Listings That Reveal Energy Costs Sell for More
April 21, 2015
Listings that disclose energy costs have a higher close rate, spend less time on the market, and sell at a higher percentage of the asking price than comparable homes that do not disclose such information, according to an analysis by Elevate Energy of homes for-sale in the Chicago area.
Factoring in Utility Costs
The study found that attached homes – either a condo or townhome -- that disclosed energy costs spent about 25 fewer days on the market compared to homes that did not disclose energy costs. Single-family homes that disclosed energy costs spent eight fewer days on the market.
Researchers found that, on average, an attached home that was listed for $352,000 would have sold for $4,576 more if the listing had disclosed the home’s energy costs.
The City of Chicago became the first city nationwide in 2013 to allow direct disclosure of residential energy costs – gas and electric – on the multiple listing service for single family or two- to four-unit homes listed for sale. In response, the Midwest Real Estate Data, the Chicago area's multiple listing service, as well as city officials launched an "Energy eCompliance" tool to help listing agents in Chicago provide buyer agents and home buyers with an energy cost disclosure report for properties, available online.
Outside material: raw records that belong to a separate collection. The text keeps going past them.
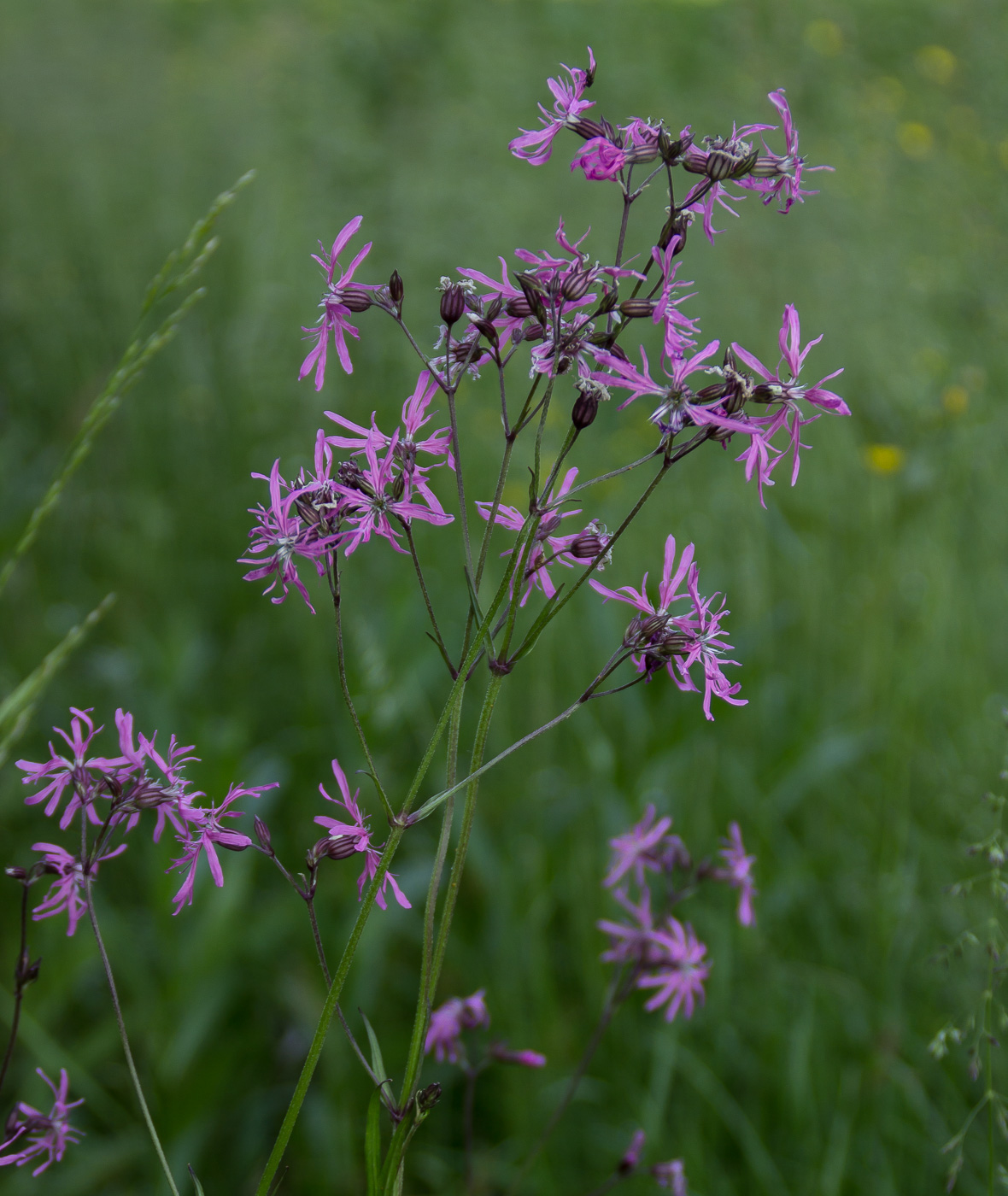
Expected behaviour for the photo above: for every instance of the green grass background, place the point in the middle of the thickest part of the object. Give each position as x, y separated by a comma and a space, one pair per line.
868, 607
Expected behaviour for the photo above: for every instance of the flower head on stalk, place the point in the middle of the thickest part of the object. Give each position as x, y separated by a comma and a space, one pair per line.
38, 1134
782, 397
65, 893
355, 836
681, 972
371, 495
536, 145
780, 177
678, 642
548, 548
681, 406
738, 869
341, 299
86, 775
205, 833
448, 1022
284, 534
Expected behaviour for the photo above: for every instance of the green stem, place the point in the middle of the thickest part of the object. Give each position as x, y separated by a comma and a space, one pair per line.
90, 902
396, 1146
391, 845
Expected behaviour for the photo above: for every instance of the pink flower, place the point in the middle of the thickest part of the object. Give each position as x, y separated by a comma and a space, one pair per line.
281, 535
65, 893
448, 1022
679, 642
335, 313
536, 145
547, 548
501, 1052
205, 833
739, 872
370, 498
38, 1133
637, 849
681, 975
359, 833
601, 159
671, 1175
87, 777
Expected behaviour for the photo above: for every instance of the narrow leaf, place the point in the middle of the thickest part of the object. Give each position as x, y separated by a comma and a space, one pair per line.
538, 627
377, 1062
17, 708
372, 1142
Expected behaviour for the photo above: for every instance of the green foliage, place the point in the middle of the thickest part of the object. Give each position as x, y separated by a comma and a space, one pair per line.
868, 603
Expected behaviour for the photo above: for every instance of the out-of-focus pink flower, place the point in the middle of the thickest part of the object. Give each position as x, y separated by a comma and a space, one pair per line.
671, 1175
39, 1134
65, 894
448, 1022
739, 869
536, 145
681, 975
501, 1052
359, 834
335, 310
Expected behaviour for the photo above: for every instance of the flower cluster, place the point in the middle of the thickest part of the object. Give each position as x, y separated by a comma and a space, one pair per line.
460, 1013
111, 793
343, 505
33, 1134
678, 642
661, 953
346, 839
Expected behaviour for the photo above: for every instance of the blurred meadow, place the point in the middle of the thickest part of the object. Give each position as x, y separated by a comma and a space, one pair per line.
868, 603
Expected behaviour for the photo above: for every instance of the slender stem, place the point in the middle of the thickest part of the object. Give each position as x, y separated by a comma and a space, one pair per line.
413, 1066
990, 1096
319, 947
334, 585
438, 637
613, 663
367, 905
425, 996
468, 1111
90, 902
617, 993
615, 472
21, 971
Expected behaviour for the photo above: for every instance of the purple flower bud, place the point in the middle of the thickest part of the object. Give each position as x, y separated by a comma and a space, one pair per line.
452, 304
575, 286
631, 1156
355, 298
518, 308
262, 835
586, 408
427, 1098
636, 308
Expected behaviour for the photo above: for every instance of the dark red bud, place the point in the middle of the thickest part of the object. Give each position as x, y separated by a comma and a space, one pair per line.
355, 298
452, 304
586, 408
587, 546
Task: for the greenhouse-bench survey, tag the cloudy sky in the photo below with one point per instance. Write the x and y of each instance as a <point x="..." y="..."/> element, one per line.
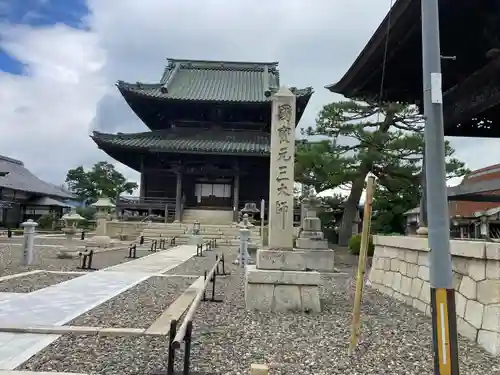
<point x="59" y="60"/>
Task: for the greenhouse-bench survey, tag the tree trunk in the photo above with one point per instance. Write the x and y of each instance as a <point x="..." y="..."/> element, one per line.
<point x="350" y="208"/>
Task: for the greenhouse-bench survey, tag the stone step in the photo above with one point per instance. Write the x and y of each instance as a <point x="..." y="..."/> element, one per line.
<point x="224" y="241"/>
<point x="168" y="232"/>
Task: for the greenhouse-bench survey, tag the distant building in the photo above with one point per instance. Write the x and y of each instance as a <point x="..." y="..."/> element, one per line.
<point x="208" y="148"/>
<point x="24" y="196"/>
<point x="465" y="214"/>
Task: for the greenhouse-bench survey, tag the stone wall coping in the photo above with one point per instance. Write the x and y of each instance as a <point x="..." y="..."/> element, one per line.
<point x="459" y="248"/>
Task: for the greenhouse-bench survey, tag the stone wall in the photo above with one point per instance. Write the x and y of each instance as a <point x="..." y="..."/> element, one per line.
<point x="400" y="269"/>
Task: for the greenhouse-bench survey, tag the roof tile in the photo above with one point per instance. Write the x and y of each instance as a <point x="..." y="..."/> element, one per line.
<point x="219" y="81"/>
<point x="190" y="140"/>
<point x="20" y="178"/>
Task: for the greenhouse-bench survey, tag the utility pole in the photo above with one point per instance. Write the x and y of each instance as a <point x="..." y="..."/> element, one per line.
<point x="444" y="323"/>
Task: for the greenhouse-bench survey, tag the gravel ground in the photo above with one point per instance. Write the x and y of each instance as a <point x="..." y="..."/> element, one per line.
<point x="30" y="283"/>
<point x="58" y="241"/>
<point x="227" y="339"/>
<point x="45" y="258"/>
<point x="138" y="307"/>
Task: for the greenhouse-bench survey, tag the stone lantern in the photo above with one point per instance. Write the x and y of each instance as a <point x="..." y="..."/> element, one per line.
<point x="311" y="236"/>
<point x="70" y="220"/>
<point x="196" y="237"/>
<point x="250" y="210"/>
<point x="103" y="207"/>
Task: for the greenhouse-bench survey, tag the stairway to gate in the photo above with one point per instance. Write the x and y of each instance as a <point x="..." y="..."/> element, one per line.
<point x="211" y="217"/>
<point x="225" y="234"/>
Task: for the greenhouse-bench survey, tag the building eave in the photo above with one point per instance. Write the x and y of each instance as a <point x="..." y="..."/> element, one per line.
<point x="347" y="84"/>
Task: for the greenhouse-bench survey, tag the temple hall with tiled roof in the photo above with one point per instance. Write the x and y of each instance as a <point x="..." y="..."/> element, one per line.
<point x="208" y="147"/>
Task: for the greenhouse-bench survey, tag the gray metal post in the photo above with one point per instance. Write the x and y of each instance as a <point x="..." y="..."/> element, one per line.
<point x="243" y="255"/>
<point x="28" y="241"/>
<point x="442" y="292"/>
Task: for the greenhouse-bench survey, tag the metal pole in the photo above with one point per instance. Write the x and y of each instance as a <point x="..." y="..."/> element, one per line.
<point x="444" y="324"/>
<point x="422" y="219"/>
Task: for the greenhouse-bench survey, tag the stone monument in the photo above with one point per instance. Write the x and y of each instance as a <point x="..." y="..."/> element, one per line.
<point x="28" y="241"/>
<point x="71" y="220"/>
<point x="281" y="279"/>
<point x="101" y="239"/>
<point x="311" y="241"/>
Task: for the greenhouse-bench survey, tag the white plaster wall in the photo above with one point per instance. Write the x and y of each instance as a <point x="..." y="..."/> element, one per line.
<point x="400" y="269"/>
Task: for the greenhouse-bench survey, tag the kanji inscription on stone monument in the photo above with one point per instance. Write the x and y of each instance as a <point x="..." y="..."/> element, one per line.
<point x="282" y="170"/>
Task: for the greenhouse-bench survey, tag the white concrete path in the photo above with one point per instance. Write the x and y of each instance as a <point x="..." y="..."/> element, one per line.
<point x="58" y="304"/>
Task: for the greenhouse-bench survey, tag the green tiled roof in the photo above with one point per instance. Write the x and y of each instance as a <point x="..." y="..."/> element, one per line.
<point x="220" y="81"/>
<point x="189" y="141"/>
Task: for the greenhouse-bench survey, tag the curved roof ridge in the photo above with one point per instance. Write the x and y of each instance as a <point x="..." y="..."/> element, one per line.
<point x="11" y="160"/>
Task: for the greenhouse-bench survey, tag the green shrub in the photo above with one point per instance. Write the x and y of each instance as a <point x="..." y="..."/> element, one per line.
<point x="355" y="245"/>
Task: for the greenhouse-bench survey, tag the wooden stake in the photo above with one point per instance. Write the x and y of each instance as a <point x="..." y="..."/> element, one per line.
<point x="363" y="252"/>
<point x="259" y="369"/>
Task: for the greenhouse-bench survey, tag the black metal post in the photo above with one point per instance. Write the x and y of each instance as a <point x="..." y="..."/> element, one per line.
<point x="223" y="265"/>
<point x="187" y="347"/>
<point x="204" y="290"/>
<point x="132" y="251"/>
<point x="171" y="349"/>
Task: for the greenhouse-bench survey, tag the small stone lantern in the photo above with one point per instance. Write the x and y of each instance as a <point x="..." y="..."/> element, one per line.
<point x="71" y="221"/>
<point x="196" y="238"/>
<point x="250" y="209"/>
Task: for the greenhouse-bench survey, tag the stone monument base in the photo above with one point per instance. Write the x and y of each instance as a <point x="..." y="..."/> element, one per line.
<point x="275" y="290"/>
<point x="99" y="241"/>
<point x="297" y="260"/>
<point x="309" y="243"/>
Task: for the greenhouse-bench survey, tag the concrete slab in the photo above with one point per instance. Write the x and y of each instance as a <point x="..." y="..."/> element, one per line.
<point x="58" y="304"/>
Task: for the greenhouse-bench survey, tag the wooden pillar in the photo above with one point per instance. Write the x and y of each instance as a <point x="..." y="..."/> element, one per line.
<point x="236" y="196"/>
<point x="178" y="197"/>
<point x="142" y="187"/>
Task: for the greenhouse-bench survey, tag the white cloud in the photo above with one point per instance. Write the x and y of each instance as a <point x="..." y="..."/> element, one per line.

"Energy costs are such a significant issue to home buyers it is a no-brainer for MRED to assist its real estate professionals in providing the most accurate and timely information," says Rebecca Jensen, MRED president and CEO. "At the same time, we are enabling our listing brokers to comply with the City of Chicago ordinance. A win for everybody, especially the consumer, and we are pleased to be a nationwide leader in this arena."